Many engines allow reserving free space inside index pages. Lower fillfactor means:

  • More space for future inserts.
  • Fewer page splits.
  • More total pages (larger index).
-- Postgres example
ALTER INDEX idx_orders_user SET (fillfactor = 80);
REINDEX INDEX idx_orders_user;

Tradeoff: larger index vs fewer split operations.

Range Scans and Locality

B-Trees shine at range queries because leaf pages are ordered and linked.

SELECT *
FROM orders
WHERE created_at >= '2026-01-01'
  AND created_at < '2026-02-01'
ORDER BY created_at;

If the index matches the ORDER BY, the engine can walk leaf pages sequentially, which is cache-friendly and disk-friendly.

Random vs Sequential IO Reality

An index lookup is efficient only if:

  • The index fits in memory, or
  • The working set has locality.

If the index is large and lookups are random, each row may cause a separate table page read. That is when an index can degrade performance compared to a sequential scan.

Composite Indexes and Leftmost Prefix

In composite indexes, order matters.

CREATE INDEX idx_orders_user_date
ON orders (user_id, created_at);

This index supports:

  • WHERE user_id = ?
  • WHERE user_id = ? AND created_at > ?

It does NOT efficiently support:

  • WHERE created_at = ? (without user_id)

Index-Only Scans

If all required columns are in the index, the engine may avoid touching the table.
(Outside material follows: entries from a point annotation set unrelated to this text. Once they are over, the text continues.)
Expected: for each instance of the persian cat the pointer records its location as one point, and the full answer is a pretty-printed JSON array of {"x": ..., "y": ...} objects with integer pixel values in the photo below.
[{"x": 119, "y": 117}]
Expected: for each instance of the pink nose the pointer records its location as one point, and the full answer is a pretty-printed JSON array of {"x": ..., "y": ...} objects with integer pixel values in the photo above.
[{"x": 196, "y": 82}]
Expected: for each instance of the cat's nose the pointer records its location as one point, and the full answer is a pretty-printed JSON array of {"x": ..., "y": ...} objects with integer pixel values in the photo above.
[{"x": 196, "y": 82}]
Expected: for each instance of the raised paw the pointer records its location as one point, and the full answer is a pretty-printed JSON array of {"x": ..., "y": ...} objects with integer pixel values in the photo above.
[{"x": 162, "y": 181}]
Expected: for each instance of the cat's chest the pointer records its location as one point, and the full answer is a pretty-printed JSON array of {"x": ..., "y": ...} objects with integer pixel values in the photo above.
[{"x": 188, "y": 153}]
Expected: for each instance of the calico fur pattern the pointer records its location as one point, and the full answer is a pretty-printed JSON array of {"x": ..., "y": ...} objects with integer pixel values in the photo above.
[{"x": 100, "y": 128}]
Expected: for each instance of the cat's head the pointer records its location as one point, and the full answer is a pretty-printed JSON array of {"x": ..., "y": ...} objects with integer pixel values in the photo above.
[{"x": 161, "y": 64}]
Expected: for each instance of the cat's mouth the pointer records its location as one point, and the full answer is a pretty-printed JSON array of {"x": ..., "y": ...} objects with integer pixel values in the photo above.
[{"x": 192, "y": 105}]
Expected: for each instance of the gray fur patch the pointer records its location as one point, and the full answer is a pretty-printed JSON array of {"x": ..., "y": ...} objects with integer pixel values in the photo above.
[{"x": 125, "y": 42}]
CREATE INDEX idx_orders_cover
ON orders (user_id, created_at)
INCLUDE (total_amount);

This reduces table page reads significantly for read-heavy workloads.

Failure Modes in Production

  • Rightmost page contention: hot insert workloads block on a single leaf page.
  • Excessive page splits: fillfactor too high under heavy insert churn.
  • Index bloat: updates/deletes create dead entries.
  • Random IO storms: index lookups cause scattered table reads.
  • Wrong composite order: index exists but does not serve real queries.
  • Over-indexing: write performance collapses under many indexes.

Operational Checklist

  • Measure index size vs table size; track growth rate.
  • Monitor page splits and write amplification under insert load.
  • Align composite index order with real WHERE + ORDER BY patterns.
  • Avoid indexing low-selectivity columns alone.
  • Evaluate covering indexes for read-heavy endpoints.
  • Review rightmost leaf contention for monotonic keys.
  • Benchmark with production-like data volume.
  • Track p95/p99 latency after index changes.
  • Audit unused indexes periodically.
  • Understand the cost of every index before adding it.

Summary

B-Trees are efficient because they minimize page depth and support ordered traversal. But every index is a write cost multiplier. In production, index design is not about “making queries fast.” It is about balancing read amplification, write amplification, and locality under real workload patterns.